Kensington Market, October 18, 2008, before the great plague of the undead which struck Toronto that year
I’ve commuted to work downtown for the past three months. Nothing usually tickles my imagination, apart from the occasional
encounters with people who block entry to the empty bus seat beside them, or
that time a man spent the entire subway ride relating to me the gruesome
details of his buddy’s motorcycle accident.
Last week it became apparent how zombified
my fellow commuters look on a Monday morning. My sense of this might have been heightened
by my own level of fatigue, due to a rough night (unlike motorcycle accident
man, you’ll be spared the details), or perhaps something in the air turned upstanding
Torontonians like myself into semi-conscious zombies.
The shuffle of fellow passengers boarding
the bus. The glossy, dead eyes of teenagers headed to school. The higher-than-average
number of heads which gravity forced toward their chests. The occasional snore
heard on the southbound train. The commuters attempting to exit the subway
station via the “enter” turnstiles. The remnants of a Tim Horton’s spill on the
stairs leading into the office complex.
All that was missing was the low drone of
“braaainnns”
***
This morning, I noticed the same patterns,
sans turnstile clumsiness and Tim Horton spills. It’s tempting to argue the TTC
itself suffered a case of zombieitis on the Yonge line, except that extended
subway rides due to signal issues are a fact of life.

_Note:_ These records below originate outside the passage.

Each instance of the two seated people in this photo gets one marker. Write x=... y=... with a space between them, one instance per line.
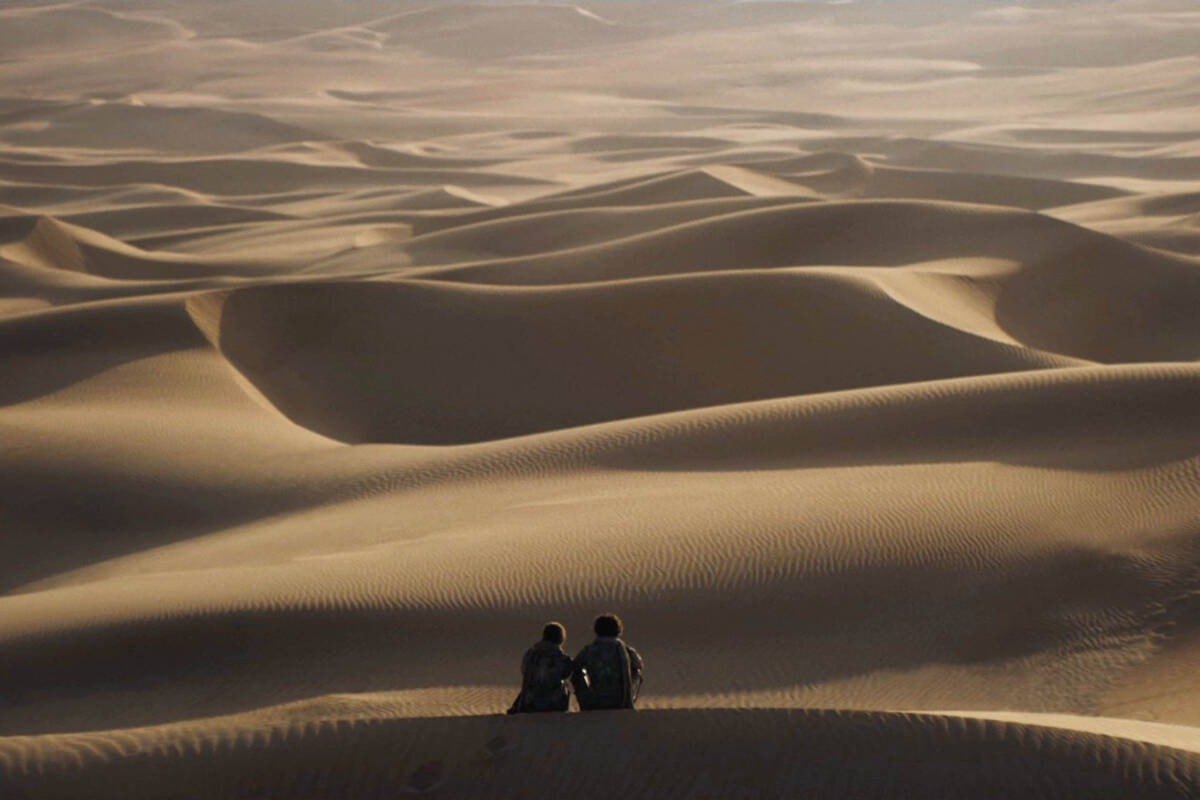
x=606 y=674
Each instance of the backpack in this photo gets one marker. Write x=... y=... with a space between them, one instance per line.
x=607 y=684
x=543 y=690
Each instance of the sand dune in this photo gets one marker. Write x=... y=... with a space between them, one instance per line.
x=849 y=350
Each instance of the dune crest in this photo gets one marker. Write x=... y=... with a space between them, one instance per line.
x=849 y=350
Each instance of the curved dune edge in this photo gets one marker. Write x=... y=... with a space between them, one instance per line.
x=760 y=752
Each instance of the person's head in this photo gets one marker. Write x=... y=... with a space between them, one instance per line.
x=607 y=625
x=553 y=632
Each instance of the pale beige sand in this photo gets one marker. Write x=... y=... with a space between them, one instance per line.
x=849 y=350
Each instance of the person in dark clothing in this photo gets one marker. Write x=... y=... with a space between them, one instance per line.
x=545 y=671
x=607 y=672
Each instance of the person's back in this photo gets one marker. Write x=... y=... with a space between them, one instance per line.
x=607 y=672
x=545 y=671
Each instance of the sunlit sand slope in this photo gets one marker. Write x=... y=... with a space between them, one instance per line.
x=847 y=350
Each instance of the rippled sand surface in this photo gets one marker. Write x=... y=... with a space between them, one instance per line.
x=847 y=350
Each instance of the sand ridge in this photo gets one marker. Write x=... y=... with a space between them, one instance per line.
x=849 y=350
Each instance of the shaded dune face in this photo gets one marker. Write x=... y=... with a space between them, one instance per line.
x=847 y=350
x=431 y=364
x=679 y=755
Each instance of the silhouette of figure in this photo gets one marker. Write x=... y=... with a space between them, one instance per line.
x=607 y=672
x=545 y=671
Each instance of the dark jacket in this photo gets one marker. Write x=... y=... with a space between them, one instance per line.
x=545 y=671
x=607 y=674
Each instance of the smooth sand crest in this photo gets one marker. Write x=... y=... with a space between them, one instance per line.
x=847 y=350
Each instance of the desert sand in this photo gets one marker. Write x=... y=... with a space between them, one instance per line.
x=847 y=350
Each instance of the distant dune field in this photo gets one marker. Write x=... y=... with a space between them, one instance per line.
x=850 y=350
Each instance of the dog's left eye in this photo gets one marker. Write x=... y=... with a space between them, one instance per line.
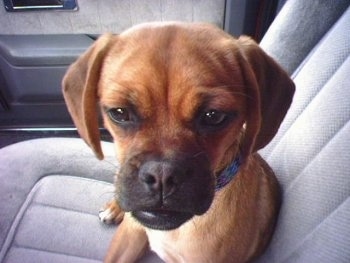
x=213 y=118
x=119 y=115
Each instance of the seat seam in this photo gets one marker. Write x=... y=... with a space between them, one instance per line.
x=9 y=241
x=316 y=228
x=53 y=252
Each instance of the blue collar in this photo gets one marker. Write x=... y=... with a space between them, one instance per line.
x=227 y=175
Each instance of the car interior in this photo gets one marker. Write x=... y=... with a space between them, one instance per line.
x=51 y=184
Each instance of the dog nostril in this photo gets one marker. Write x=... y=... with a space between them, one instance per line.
x=169 y=181
x=150 y=179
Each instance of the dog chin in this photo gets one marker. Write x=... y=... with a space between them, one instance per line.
x=162 y=219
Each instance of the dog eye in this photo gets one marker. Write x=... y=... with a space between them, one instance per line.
x=213 y=118
x=119 y=115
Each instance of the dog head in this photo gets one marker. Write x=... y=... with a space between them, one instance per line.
x=181 y=102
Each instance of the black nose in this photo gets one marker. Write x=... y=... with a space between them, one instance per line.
x=162 y=176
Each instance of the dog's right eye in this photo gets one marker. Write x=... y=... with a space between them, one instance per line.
x=119 y=115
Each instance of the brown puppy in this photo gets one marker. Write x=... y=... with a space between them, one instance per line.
x=188 y=106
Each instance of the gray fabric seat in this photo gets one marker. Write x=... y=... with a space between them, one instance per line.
x=52 y=189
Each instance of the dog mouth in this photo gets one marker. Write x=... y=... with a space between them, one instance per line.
x=162 y=219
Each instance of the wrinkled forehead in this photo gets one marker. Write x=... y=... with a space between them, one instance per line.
x=168 y=60
x=186 y=52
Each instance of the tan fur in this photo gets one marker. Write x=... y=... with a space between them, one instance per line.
x=168 y=72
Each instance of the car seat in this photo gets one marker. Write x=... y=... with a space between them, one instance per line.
x=51 y=189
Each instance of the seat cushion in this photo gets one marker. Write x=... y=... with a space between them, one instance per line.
x=51 y=192
x=310 y=156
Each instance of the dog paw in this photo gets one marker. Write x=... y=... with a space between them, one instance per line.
x=111 y=213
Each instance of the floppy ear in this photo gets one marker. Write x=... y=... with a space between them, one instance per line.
x=80 y=88
x=269 y=95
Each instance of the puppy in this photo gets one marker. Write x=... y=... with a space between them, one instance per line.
x=188 y=107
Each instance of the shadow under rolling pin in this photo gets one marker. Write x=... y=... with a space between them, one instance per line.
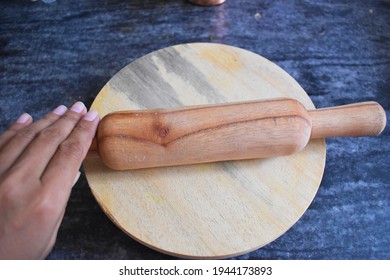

Questions racing through my head as I surveyed
the sleepy hordes:
- Are they tired from Black Friday weekend shopping and/or the first major blast of holiday festivities?
- Are they struggling to rouse themselves to mentally prepare themselves for work they dislike? Have they told Santa all they want for Christmas is not two front teeth, but a new job?
- Are they slowly losing their brain capacity, as the cells in their head slowly mutate into goo?
- Are they catatonic from the news that Denzil Minnan-Wong is Toronto’s new deputy mayor?
- Should I worry that the snoring guy beside me will collapse on my shoulder, briefly wake up, and eat my brain? (Follow-up question: should TTC officials Andy Byford and Brad Ross make a video next Hallowe’en explaining how to handle such a situation?)